Одна она не рисовала, не писала красками. Занята она была разучиванием роли, а еще более тем, чтобы понравиться окружающим. С тетрадкой в руке, она переходила от одного к другому, воздушная, очаровательная. «Ни цвета лица, ни форм, ни фигуры, ни голоса», — говорили про нее женщины, а между тем она наполняла пространство движением, красками, гармонией. Увядшая, миловидная, усталая, неутомимая, она была украшением и отрадой всего общества. Капризная, но всегда веселая, обидчивая, вспыльчивая, но вместе с тем доброжелательная и уживчивая, острая на язык, но тем не менее изысканно-вежливая, тщеславная, скромная, правдивая, фальшивая, обворожительная, Роза Тевенен, обладая всеми этими качествами, все же не преуспевала в жизни и не стала богиней; но объяснялось это лишь жестокими временами, когда в Париже уже не находилось ни алтарей, ни фимиама для Граций. Даже гражданка Блез, говорившая о ней с гримаской и называвшая ее «мачехой», и та не могла не поддаться ее обаянию.

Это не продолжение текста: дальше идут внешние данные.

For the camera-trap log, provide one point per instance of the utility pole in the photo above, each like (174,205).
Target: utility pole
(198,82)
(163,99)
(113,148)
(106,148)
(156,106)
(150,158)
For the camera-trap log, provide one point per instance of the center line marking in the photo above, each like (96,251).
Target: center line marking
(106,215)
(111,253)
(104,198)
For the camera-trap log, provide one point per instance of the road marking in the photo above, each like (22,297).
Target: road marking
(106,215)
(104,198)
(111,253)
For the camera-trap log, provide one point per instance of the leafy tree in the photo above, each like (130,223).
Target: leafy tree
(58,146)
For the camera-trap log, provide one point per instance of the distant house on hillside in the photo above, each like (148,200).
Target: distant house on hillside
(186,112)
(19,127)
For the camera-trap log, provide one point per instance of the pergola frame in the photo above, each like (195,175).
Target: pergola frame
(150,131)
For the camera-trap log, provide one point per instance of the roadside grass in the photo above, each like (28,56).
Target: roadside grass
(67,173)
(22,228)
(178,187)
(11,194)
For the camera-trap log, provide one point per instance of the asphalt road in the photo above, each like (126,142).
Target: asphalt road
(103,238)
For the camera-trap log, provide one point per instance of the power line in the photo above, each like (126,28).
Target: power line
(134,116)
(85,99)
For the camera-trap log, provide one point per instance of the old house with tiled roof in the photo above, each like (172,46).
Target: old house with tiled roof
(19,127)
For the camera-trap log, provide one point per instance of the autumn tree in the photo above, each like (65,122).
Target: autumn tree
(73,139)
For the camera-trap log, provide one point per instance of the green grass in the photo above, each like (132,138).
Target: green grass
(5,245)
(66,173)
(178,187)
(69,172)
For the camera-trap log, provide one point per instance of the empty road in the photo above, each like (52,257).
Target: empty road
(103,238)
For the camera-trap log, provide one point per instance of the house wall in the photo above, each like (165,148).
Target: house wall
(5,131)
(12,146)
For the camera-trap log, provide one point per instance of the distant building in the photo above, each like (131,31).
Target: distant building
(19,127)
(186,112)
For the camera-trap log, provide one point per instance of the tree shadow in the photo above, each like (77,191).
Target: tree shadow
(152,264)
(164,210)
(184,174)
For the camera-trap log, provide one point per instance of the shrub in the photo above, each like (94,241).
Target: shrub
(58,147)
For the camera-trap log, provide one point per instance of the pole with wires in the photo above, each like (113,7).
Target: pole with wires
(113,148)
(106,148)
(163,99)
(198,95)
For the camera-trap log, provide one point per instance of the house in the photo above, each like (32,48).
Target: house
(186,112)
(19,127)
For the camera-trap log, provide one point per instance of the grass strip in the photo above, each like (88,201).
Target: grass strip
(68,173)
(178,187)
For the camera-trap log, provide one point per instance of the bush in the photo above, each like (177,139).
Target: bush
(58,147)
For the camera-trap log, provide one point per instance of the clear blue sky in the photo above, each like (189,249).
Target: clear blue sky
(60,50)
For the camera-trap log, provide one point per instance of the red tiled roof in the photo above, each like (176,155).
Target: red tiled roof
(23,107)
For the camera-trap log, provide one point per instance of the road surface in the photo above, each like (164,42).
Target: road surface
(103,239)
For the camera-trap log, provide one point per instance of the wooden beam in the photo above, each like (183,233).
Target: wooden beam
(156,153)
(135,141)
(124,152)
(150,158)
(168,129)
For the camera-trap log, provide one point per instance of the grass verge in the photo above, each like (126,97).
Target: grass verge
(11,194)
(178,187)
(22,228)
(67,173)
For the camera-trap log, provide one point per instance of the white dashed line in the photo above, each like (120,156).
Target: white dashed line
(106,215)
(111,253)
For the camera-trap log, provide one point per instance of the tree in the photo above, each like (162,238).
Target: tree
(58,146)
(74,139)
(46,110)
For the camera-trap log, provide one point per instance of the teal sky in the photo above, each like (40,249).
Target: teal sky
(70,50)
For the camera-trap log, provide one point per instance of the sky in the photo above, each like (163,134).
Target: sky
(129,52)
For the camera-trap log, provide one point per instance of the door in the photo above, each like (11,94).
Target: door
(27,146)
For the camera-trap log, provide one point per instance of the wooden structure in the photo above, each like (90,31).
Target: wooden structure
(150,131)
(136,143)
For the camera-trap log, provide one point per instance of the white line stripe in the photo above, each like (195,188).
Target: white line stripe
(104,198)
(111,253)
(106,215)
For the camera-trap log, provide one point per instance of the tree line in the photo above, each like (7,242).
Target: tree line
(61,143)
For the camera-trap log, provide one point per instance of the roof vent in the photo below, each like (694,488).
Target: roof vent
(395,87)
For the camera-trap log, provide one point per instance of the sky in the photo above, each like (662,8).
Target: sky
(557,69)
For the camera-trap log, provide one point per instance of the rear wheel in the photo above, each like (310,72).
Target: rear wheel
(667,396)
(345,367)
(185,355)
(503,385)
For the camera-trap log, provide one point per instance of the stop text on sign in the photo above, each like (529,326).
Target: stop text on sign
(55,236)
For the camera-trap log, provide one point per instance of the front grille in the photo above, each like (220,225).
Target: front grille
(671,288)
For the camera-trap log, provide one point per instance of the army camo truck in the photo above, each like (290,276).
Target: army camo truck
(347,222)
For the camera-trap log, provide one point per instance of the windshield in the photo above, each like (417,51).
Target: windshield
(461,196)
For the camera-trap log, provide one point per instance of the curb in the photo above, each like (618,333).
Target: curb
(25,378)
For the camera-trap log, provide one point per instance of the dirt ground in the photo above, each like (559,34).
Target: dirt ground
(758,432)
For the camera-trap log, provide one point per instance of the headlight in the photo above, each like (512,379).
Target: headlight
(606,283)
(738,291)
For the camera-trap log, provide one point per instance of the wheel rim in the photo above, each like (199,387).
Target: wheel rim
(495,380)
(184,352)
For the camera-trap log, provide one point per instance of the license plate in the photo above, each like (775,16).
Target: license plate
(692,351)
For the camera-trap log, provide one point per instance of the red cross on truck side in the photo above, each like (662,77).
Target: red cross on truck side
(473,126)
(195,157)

В театре Фейдо репетировали «Визитандинок»[405], и Роза радовалась, что ей придется играть роль, в которой главное — естественность. Она стремилась к естественности, добивалась и находила ее.
— Значит, мы уже не увидим «Памелы»? — спросил красавец Демаи.
Народный театр закрыли, а актеров и актрис посадили в Исправительный дом и в тюрьму Пелажи.
— И это называется свободой! — с негодованием воскликнула Роза Тевенен, поднимая к небу свои прекрасные голубые глаза.
— Актеры Народного театра — аристократы, — заметил Гамлен, — а пьеса гражданина Франсуа стремится вызвать у зрителей сожаление о привилегиях, утраченных дворянством.
— Неужели, господа, вы согласны слушать только тех, кто вам льстит? — возмутилась Роза Тевенен.
К полудню все проголодались и решили вернуться в харчевню.
Эварист, идя рядом с Элоди, напоминал ей, улыбаясь, их первые встречи:
— Два птенчика упали из гнезда под крышей на ваш подоконник. Вы вскормили их; один выжил и улетел. Другой умер в гнездышке из ваты, которое вы ему устроили. «Этого я особенно любила», — сказали вы. В тот день, Элоди, у вас в волосах был красный бант.
Филипп Дюбуа и Бротто, немного отстав, разговаривали о Риме, где они оба побывали — один в семьдесят втором году, другой — в последние дни существования Академии. И старик Бротто вспомнил княгиню Мондрагоне, которой он охотно бы объяснился в любви, не будь тут графа Альтиери, всюду следовавшего за ней, как тень. Филипп Дюбуа не упустил случая упомянуть, что его пригласил к себе на обед кардинал де Берни, который оказался весьма гостеприимным хозяином.
— Я знавал его, — заметил Бротто, — и могу сказать без хвастовства, что некоторое время был с ним очень близок: ему нравилось общаться со всяким сбродом. Это был очень любезный человек, и, хотя он любил рассказывать небылицы, в одном его мизинце было больше здравого смысла, чем в головах всех ваших якобинцев, которые стремятся во что бы то ни стало начинить нас добродетелью и религиозностью. Разумеется, я предпочитаю наших бесхитростных «богоедов», не понимающих ни того, что говорят, ни того, что делают, этим невеждам, одержимым манией законодательства, которые прилежно гильотинируют нам головы, стремясь таким способом превратить нас в добродетельных мудрецов и заставить поклоняться Верховному существу, создавшему их по своему образу и подобию. В былые времена у меня в часовне дез Илетт служил обедню бедняга священник, который говаривал после выпивки: «Не будем осуждать грешников: ведь мы, недостойные пастыри, только благодаря им и кормимся». Согласитесь, сударь, что у этого присяжного молебщика были здравые понятия о власти. Этого следовало бы держаться и управлять людьми такими, каковы они есть, а не такими, какими мы желаем, чтобы они были.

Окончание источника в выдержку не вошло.